Marina Atoji afirma que a discrepância na divisão per capita “indica como a distribuição dos recursos federais via ‘Emendas PIX’ é desigual e não é baseada no interesse público”.
“A diferença na distribuição per capita evidencia que as Emendas PIX destinam um enorme volume de dinheiro a locais que não têm demanda suficiente para justificar o recebimento desses montantes – às vezes, nem estrutura para gastar esse recurso da melhor forma”, afirma.
Segundo ela, “às vezes, bilhões dos cofres públicos são, na prática, desperdiçados”.
“Na melhor das hipóteses, vão para ações que não melhoram a vida da população.
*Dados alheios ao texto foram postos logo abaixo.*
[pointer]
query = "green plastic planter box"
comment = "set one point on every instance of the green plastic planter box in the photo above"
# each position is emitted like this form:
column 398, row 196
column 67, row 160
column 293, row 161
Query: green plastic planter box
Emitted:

Na pior, além de não melhorar a vida das pessoas, o recurso é desviado em compras públicas fraudulentas.”
A especialista lembra que “nos municípios de pequeno porte, os mecanismos de controle são mais frágeis”.
“Há pouca imprensa independente, os próprios Tribunais de Contas não têm recursos suficientes para fiscalizar todos minuciosamente, e há escassas estruturas dentro das administrações municipais para detectar desvios e irregularidades”, diz.
Segundo técnicos do Congresso, a diferença também pode ser explicada por dois fatores – a quantidade de municípios de um estado e o número de parlamentares. Ou seja, municípios de alguns estados vão ser beneficiados pela lógica da representação política e da quantidade de cidades.
Um exemplo é Roraima. O estado tem 15 municípios e é representado no Congresso por oito deputados e três senadores. Isso permitiria uma destinação máxima de R$ 216,5 milhões em “Emendas PIX” para o estado – ou cerca de R$ 14 milhões por município.
Metade das emendas individuais
Os valores das emendas individuais foram “turbinados” em 2023 com o fim do orçamento secreto. O montante reservado para a rubrica passou de R$ 10,9 bilhões, em 2022, para R$ 21,2 bilhões.
Para este ano, cada senador tem direito a R$ 59 milhões em emendas individuais, enquanto cada deputado pode indicar R$ 32,1 milhões.
Contudo, como metade das emendas individuais obrigatoriamente deve ser destinada à saúde, um parlamentar pode indicar, no máximo, 50% dos seus recursos na modalidade “Emenda PIX”.
De acordo com o levantamento da Transparência Brasil, os 55 parlamentares que mais indicaram “Emendas PIX” para 2023 são senadores – sendo que sete deles já optaram por encaminhar metade das suas emendas (R$ 29,5 bilhões) – ou seja, o máximo do que poderiam nessa modalidade.
No caso dos deputados, 151 dos 513 optaram por indicar metade das suas emendas individuais (R$ 16,05 milhões) na modalidade “PIX”.